With snow making its way across the UK, leaving some schools shut and causing travel disruption, how does it effect you??

 

If you are going to travel, plan ahead!

  • Keep some wellies, extra jumper, blanket, snacks and bottle of water in the car.
  • Make sure your phone is fully charged.
  • Keep a torch in the car.
  • Leave yourself extra time to get to your destination.
  • Take precautions like parking your car at the bottom of the hill if you live on a slope or at the end of your road if your close doesn’t get gritted.
  • Pack a spare change of clothes and socks for your charges  – if they come out of school wet from playing or take a tumble, your’ll be prepared for a speedy change. Plus socks can double up as mittens.
  • If travelling with your charges take a supply of snack, drinks and a book or two, just encase.
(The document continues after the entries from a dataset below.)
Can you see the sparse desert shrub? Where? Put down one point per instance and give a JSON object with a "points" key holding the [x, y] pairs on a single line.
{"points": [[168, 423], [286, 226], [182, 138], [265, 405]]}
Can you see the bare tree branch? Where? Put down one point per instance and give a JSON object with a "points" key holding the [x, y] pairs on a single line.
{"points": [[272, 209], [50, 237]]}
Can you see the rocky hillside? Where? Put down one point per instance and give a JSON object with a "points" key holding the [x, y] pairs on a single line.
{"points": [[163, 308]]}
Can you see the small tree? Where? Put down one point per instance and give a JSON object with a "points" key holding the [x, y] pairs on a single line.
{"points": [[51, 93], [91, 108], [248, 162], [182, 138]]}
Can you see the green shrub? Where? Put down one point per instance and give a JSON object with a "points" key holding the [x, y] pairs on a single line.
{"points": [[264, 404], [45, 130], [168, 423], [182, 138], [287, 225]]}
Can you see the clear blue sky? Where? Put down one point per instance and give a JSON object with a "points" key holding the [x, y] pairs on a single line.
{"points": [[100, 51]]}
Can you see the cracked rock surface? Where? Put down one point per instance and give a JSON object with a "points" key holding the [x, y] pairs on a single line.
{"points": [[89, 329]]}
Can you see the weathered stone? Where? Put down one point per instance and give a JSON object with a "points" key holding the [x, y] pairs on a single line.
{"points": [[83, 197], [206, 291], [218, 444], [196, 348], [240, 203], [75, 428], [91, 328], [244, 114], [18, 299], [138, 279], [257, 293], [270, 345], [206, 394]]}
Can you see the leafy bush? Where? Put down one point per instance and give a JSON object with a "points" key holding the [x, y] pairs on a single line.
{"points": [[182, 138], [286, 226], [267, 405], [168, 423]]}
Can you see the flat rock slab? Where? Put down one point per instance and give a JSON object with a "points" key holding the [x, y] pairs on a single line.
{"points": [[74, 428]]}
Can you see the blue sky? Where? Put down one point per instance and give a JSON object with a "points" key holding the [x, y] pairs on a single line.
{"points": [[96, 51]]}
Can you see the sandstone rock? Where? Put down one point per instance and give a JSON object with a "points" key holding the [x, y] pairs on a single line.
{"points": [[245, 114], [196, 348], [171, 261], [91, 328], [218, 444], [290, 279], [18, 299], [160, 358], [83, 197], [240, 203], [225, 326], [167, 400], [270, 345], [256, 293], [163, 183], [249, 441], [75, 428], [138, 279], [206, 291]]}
If you can’t get to work or take the children to school make the most of it – wrap up warm, get out the sledge and enjoy the snow!

Take Care!

 

Check for school closures:

  • https://www.mix96.co.uk/schools/buckinghamshire/
  • https://m.oxfordshire.gov.uk/cms/content/school-closures

 

What are your rights if you can’t get into work?

I couldn’t get to work because of the snow. Can my boss dock my pay?
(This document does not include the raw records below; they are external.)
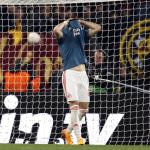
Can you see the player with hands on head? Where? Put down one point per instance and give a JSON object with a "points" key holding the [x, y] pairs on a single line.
{"points": [[71, 40]]}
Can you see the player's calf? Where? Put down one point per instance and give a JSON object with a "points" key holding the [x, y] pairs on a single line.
{"points": [[67, 136]]}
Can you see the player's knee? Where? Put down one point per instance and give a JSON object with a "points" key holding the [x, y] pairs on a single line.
{"points": [[83, 112]]}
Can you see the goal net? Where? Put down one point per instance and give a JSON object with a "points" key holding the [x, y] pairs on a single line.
{"points": [[33, 106]]}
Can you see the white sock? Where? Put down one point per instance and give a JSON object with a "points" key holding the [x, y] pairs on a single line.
{"points": [[75, 122], [81, 114]]}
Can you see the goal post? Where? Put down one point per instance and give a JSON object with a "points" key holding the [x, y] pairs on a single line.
{"points": [[33, 105]]}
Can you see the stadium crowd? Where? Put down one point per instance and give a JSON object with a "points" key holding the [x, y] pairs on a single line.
{"points": [[102, 51]]}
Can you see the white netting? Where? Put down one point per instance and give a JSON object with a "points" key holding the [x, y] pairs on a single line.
{"points": [[118, 69]]}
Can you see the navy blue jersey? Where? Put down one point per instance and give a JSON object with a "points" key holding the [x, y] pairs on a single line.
{"points": [[72, 45]]}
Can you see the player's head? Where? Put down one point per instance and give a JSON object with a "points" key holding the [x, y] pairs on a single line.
{"points": [[74, 23]]}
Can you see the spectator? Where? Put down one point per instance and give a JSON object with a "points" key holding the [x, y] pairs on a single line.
{"points": [[22, 77]]}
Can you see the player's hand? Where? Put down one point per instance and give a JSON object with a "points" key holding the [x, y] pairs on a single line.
{"points": [[66, 22]]}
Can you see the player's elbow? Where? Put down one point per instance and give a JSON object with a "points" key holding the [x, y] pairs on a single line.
{"points": [[55, 30]]}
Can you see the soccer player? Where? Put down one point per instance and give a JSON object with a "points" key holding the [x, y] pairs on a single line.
{"points": [[71, 39]]}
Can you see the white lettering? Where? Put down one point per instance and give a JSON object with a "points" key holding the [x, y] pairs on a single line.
{"points": [[109, 127], [45, 122]]}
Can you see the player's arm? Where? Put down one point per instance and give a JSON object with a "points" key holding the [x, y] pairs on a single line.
{"points": [[58, 29], [93, 27]]}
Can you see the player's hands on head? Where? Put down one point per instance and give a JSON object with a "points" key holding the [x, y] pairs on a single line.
{"points": [[66, 22]]}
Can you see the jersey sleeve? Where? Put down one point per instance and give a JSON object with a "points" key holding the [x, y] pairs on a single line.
{"points": [[86, 35], [60, 41]]}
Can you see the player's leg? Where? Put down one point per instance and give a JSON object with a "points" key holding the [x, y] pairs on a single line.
{"points": [[70, 89], [84, 98]]}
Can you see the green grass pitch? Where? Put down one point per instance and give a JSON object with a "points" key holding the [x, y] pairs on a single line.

According to the employment advice and conciliation service Acas, in the majority of cases, you are not automatically entitled to be paid if you cannot get to work.
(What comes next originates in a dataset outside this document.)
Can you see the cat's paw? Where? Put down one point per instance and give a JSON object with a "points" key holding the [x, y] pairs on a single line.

But that does not necessarily mean you will lose out.

Both Acas and the government advice website Gov.uk suggest trying to come to an arrangement with your boss that you are both happy with.

Your employer may agree, for example, for you to make up the time at a later date,  however, they are not obliged to do this.

There are some exceptions, however, and some childcarers may have a right to be paid.

Some employers may have it written in contracts, that they will pay you if you cannot get to work due to circumstances beyond your control.

 

Can my employer force me to take a day off as holiday?

Only under certain conditions.

You are entitled to a minimum notice period before you have to take the leave.

The law states that you must be given warning that is the equivalent of twice the length of the leave. So, for example, you must be given two days’ notice if your employer wants you to take a day’s leave. However, that does not apply if you get more leave than the statutory minimum. If you get more than the legal minimum of 5.6 weeks a year, (typically 28 days), including public holidays, then your employer can compel you to take leave without giving you any notice.